Want to share your content on R-bloggers? click here if you have a blog, or here if you don't.

Happy International Women’s Day!

In the spirit of the day, I wanted to do a post celebrating the many wonderful women of this world. In keeping with my political analytics topics, I thought it would be interesting to look at the proportion of women are in government by country, and how that has changed over the past few decades. Luckily The World bank has such a dataset, measuring the proportion of government seat’s held by women in every country throughout the world. Let’s get to it and visualize this data!

In total, I will walk you through 5 visualizations:

1. Graph #1 – Female Representation in Government by World Region

2. Graph #2 – Female Representation in Government by Country Income Level

3. Graph #3 – Female Representation in Government from Selected Countries

4. Graph #4 – 20 Countries with the Highest Proportion of Women in Government as of 2020

5. Graph #5 – The 20 Countries with the Largest Increases of Women in Government from 1997 to 2020

First, let’s clean the data. You can find the original csv file here on my GitHub. To clean the data, there are three steps. First, change the column names so they are easier to read using substring() to cut the year names by a few characters and the make_clean_names() function from the janitor package to clean up the other names. Then change all the missing data (“..” in the original dataset) to NAs using the na_if() function, while converting all the year columns to numeric with sapply(). There you have it, a relatively clean master dataframe!

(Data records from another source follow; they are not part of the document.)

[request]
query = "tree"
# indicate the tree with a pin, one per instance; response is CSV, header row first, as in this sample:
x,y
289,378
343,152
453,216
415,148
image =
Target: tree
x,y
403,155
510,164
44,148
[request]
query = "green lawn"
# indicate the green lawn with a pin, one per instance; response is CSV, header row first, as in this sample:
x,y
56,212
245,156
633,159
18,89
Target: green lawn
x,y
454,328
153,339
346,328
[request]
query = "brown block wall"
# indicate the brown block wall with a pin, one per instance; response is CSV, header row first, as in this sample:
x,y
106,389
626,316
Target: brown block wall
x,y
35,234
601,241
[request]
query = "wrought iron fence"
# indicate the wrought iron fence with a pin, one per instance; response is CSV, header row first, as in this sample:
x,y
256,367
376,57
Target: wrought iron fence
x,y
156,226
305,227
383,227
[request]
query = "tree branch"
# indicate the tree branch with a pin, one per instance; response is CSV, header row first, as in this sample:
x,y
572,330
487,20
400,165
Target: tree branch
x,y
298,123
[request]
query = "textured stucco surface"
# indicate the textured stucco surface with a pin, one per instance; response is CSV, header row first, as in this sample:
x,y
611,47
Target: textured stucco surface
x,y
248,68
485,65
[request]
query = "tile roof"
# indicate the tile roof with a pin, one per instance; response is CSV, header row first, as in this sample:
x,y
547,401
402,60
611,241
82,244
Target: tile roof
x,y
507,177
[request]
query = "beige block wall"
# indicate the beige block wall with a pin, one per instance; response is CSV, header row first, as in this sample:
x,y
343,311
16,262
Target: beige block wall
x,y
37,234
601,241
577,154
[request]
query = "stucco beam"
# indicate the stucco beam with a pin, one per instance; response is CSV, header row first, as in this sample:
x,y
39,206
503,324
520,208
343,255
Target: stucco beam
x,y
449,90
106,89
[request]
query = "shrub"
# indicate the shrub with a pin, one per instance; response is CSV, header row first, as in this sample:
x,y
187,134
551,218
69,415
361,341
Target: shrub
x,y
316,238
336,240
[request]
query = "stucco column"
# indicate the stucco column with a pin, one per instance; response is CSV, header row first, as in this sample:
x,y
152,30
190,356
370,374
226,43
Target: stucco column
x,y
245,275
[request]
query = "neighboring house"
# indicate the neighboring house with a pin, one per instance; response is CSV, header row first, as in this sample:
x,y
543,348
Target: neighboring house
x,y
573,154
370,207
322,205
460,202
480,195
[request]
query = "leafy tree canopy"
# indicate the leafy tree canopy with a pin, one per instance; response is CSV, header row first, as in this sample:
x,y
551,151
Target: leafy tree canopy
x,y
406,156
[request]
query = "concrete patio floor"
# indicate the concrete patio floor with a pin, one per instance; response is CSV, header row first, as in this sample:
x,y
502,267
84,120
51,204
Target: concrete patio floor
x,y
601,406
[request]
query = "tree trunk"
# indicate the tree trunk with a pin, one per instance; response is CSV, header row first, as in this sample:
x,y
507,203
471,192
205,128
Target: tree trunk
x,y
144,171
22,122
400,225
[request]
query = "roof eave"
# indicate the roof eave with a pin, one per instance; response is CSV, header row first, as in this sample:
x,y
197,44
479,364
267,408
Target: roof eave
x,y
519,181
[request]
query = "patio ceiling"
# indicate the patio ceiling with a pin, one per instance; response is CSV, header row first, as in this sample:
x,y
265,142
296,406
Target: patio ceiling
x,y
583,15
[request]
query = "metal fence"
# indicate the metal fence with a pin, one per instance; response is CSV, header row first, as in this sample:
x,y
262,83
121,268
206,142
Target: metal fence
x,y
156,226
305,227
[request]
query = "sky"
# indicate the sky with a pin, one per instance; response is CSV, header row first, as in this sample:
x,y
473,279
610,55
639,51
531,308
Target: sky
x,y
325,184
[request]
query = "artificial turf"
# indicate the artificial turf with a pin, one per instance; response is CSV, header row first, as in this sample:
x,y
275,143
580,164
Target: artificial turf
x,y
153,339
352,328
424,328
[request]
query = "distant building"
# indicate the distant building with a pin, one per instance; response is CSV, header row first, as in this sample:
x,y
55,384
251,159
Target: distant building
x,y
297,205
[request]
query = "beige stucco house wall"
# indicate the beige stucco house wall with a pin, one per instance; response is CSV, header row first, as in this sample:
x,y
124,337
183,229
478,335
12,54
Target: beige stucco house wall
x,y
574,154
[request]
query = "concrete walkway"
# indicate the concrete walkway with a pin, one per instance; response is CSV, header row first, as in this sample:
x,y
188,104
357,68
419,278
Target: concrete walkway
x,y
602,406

# Load the necessary packages
# Tidyverse is our rock in data analysis (includes ggplot2)
if(!require("tidyverse")) install.packages("tidyverse")
# Janitor cleans data like the best janitor out there!
if(!require("janitor")) install.packages("janitor")
# ggsci has my favourite color palettes
if(!require("ggsci")) install.packages("ggsci")
# ggalt is necessary for the dumbbell chart
if(!require("ggalt")) install.packages("ggalt")
# ggtext allows for great text to include for charts
if(!require("ggtext")) install.packages("ggtext")

# Load the csv data file

# Change the column names to account for each year of the data 1997-2020
names <- colnames(df)[4:27]
names <- substring(names, 7,12)
colnames(df)[4:27] <- names
colnames(df) <- janitor::make_clean_names(colnames(df))

# Change all the ..s in the data to NAs and then convert the columns to numeric
df[,4:27] <- na_if(df[,4:27], "..")
df[,4:27] <- sapply(df[,4:27],as.numeric) %>%
round(digits = 1)

After this, I want to make it simple for the reader so I divide the large dataset into 5 separate ones, one for each plot that we are creating. To do this we use the filter() function, which allows us to cut it whatever way we want. I also use the pivot_longer() function to recreate the dataframes and make them more tidy for our analysis. This is a good practice I almost always neglect to do…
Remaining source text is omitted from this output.